- Sahan Location in Uttar Pradesh, India
- Coordinates: 27°04′38″N 79°02′24″E﻿ / ﻿27.07715°N 79.0399°E
- Country: India
- State: Uttar Pradesh
- District: Mainpuri
- Tehsil: Karhal

Area
- • Total: 17.416 km^{2} (6.724 sq mi)

Population (2011)
- • Total: 6,820
- • Density: 392/km^{2} (1,010/sq mi)
- Time zone: UTC+5:30 (IST)

= Sahan, Mainpuri =

Village in Uttar Pradesh, India

Sahan is a village in Karhal block of Mainpuri district, Uttar Pradesh, India. As of 2011, it had a population of 6,820, in 1,109 households.

== Geography ==
Sahan is located about 16 km south of Mainpuri. It is just south of the Gangsi distributary canal.

== History ==
At the turn of the 20th century, Sahan was described as having a population of 2,186 (as per the 1901 census), 10 hamlets, and a halqabandi school. It then hosted a fair every year in the middle of the month of Baisakh.

== Demographics ==
As of 2011, Sahan had a population of 6,820, in 1,109 households. This population was 53.8% male (3,667) and 46.2% female (3,153). The 0-6 age group numbered 1,030 (541 male and 489 female), or 15.1% of the total population. 815 residents were members of Scheduled Castes, or 12.0% of the total.

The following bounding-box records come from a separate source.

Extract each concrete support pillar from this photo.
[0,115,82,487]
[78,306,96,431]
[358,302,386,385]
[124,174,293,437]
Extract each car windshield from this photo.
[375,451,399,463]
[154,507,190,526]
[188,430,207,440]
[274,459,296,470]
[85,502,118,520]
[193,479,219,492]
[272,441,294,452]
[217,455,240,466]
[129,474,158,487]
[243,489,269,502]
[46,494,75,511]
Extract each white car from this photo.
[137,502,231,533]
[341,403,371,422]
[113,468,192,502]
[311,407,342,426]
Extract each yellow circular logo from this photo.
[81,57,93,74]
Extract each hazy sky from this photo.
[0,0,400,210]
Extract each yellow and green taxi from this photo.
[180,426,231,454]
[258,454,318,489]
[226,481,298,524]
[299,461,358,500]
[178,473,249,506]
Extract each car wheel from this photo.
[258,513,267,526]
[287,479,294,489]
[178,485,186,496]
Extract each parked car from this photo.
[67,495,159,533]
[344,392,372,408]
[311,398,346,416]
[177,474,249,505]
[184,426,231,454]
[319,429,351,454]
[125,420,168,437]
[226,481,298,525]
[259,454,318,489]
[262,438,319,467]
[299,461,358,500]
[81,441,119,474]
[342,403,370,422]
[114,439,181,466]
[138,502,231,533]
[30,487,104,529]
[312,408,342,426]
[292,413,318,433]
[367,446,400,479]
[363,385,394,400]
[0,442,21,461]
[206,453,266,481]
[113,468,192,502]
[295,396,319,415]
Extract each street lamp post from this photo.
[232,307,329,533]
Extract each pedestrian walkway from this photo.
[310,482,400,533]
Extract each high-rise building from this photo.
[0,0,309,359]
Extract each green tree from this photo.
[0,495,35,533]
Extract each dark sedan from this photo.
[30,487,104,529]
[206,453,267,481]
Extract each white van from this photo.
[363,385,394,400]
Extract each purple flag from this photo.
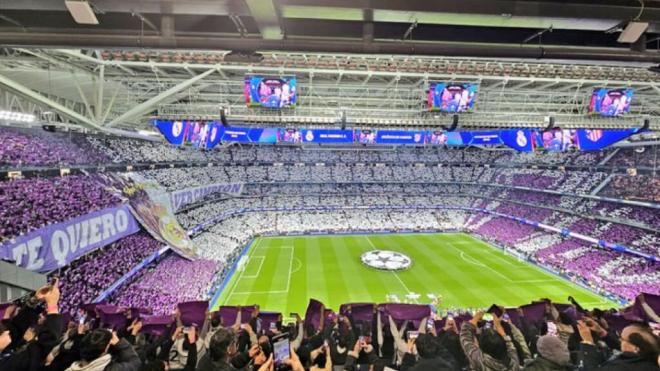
[140,316,174,336]
[339,303,376,322]
[218,305,256,327]
[603,314,635,333]
[0,303,12,318]
[177,300,209,328]
[504,308,520,327]
[130,307,153,318]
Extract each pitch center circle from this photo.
[360,250,412,271]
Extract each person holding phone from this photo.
[401,333,457,371]
[460,311,519,371]
[524,333,573,371]
[0,279,63,371]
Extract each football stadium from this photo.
[0,0,660,371]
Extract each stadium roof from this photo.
[0,0,660,130]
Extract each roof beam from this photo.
[0,74,103,131]
[106,68,217,127]
[0,34,660,63]
[245,0,284,40]
[279,0,660,23]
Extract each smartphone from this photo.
[548,322,557,336]
[649,322,660,336]
[486,304,504,317]
[273,339,291,365]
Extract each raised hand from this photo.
[578,321,594,344]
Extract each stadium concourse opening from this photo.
[212,233,617,313]
[0,0,660,371]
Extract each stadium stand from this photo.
[0,129,660,370]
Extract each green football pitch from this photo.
[214,233,616,316]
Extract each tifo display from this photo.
[0,122,660,371]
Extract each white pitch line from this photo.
[366,236,378,250]
[286,246,295,292]
[446,241,515,282]
[223,238,263,304]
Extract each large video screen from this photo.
[244,76,298,108]
[534,129,578,151]
[428,82,477,113]
[589,88,633,117]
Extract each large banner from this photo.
[95,173,197,259]
[376,130,426,145]
[0,205,139,273]
[172,183,243,212]
[222,127,279,143]
[300,129,353,143]
[577,128,641,151]
[154,120,641,152]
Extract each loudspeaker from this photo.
[447,115,458,131]
[220,108,229,127]
[543,116,555,131]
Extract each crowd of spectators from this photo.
[0,127,109,168]
[0,281,660,371]
[0,175,120,243]
[108,253,220,315]
[51,232,162,314]
[598,175,660,203]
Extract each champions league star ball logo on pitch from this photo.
[516,130,527,147]
[360,250,412,271]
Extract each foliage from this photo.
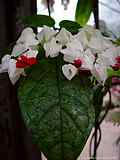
[19,57,94,160]
[75,0,92,26]
[59,20,81,34]
[23,15,55,27]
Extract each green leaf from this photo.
[19,57,94,160]
[107,68,120,77]
[59,20,81,34]
[75,0,92,26]
[23,15,55,27]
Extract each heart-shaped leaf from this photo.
[59,20,81,34]
[19,57,94,160]
[75,0,92,26]
[23,15,55,27]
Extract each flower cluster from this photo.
[0,26,120,105]
[37,26,120,84]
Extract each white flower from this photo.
[60,39,83,63]
[16,27,39,47]
[82,49,95,70]
[11,28,39,57]
[62,64,78,80]
[74,30,88,49]
[37,26,57,44]
[44,37,62,57]
[91,57,108,83]
[56,28,74,45]
[0,55,11,73]
[0,55,24,85]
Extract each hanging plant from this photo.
[1,15,120,160]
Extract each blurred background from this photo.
[0,0,120,53]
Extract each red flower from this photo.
[16,55,37,68]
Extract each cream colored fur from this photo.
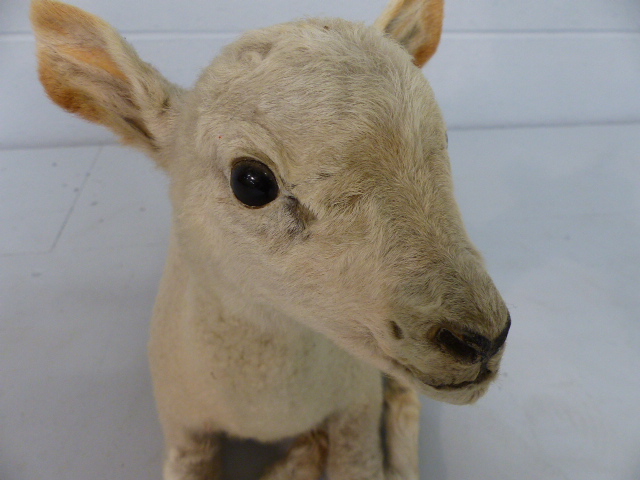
[32,0,509,480]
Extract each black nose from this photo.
[434,317,511,363]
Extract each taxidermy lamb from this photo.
[32,0,510,480]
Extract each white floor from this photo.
[0,125,640,480]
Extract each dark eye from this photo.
[231,158,278,208]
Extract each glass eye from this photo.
[231,158,278,208]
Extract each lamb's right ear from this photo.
[31,0,182,165]
[375,0,444,67]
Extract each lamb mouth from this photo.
[396,362,496,391]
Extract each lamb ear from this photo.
[375,0,444,67]
[31,0,182,164]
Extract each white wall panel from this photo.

The 1961 census recorded Sahan as comprising 11 hamlets, with a total population of 3,016 people (1,557 male and 1,459 female), in 547 households and 447 physical houses. The area of the village was given as 4,375 acres and it had a post office at that point.

== Infrastructure ==
As of 2011, Sahan had 2 primary schools and 1 primary health centre. Drinking water was provided by hand pump and tube well; there were no public toilets. The village had a post office but no public library; there was at least some access to electricity for all purposes. Streets were made of both kachcha and pakka materials.